O interrogatório ocorreu no condomínio onde o ex-presidente cumpre prisão domiciliar e durou cerca de 40 minutos. O delegado responsável pelo caso, Thiago Boeing, da 17ª Delegacia de Polícia, esteve no local para colher o depoimento.
Versão apresentada pela defesa
Segundo o advogado Paulo Cunha Bueno, que acompanhou a oitiva, Bolsonaro manteve a mesma versão já apresentada anteriormente ao Supremo Tribunal Federal (STF).

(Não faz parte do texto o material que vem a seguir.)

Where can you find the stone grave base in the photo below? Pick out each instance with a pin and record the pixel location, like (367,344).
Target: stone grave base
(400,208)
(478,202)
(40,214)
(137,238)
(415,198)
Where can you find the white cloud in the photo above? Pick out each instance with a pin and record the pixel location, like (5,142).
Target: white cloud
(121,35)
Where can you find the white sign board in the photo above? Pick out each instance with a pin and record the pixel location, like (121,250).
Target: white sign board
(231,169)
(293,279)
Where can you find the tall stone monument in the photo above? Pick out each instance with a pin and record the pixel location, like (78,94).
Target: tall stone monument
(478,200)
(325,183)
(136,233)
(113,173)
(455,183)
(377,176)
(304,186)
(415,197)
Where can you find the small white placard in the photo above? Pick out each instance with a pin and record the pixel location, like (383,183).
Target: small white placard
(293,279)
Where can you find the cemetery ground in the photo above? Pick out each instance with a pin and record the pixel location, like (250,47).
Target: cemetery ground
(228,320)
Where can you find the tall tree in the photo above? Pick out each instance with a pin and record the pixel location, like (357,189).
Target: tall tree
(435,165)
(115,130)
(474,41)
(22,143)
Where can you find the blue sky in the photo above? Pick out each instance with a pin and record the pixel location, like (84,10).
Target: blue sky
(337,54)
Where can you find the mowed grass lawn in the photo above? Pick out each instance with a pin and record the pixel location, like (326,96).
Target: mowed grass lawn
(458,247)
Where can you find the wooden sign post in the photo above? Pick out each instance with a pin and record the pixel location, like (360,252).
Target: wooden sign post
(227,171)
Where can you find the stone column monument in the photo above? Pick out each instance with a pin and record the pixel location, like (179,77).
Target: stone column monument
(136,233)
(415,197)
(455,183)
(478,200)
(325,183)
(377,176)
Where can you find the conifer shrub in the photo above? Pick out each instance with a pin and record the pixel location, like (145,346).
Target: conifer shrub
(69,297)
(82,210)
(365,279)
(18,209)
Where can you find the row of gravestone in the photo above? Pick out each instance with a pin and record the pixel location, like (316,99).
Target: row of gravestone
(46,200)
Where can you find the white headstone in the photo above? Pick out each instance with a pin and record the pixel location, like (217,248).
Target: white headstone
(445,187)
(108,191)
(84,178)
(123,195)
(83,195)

Ele afirmou que teria solicitado apenas a verificação de funcionamento de uma pistola Glock calibre 9 mm, após suspeitar de um possível defeito no equipamento.
A defesa também negou que o ex-presidente tenha determinado a retirada da arma do condomínio para reparos.
Arma foi encontrada com militar do GSI
A pistola foi localizada no veículo de um militar do Gabinete de Segurança Institucional (GSI) que integra a equipe de segurança do ex-presidente. O armamento acabou sendo apreendido por estar sem a documentação exigida no momento da fiscalização.
Investigação segue em andamento
O caso segue sob apuração da Polícia Civil do Distrito Federal e é acompanhado pelo Supremo Tribunal Federal, devido ao envolvimento de um ex-chefe de Estado e às circunstâncias da investigação.
As autoridades ainda analisam os elementos do caso para determinar se houve irregularidades no transporte e na guarda da arma.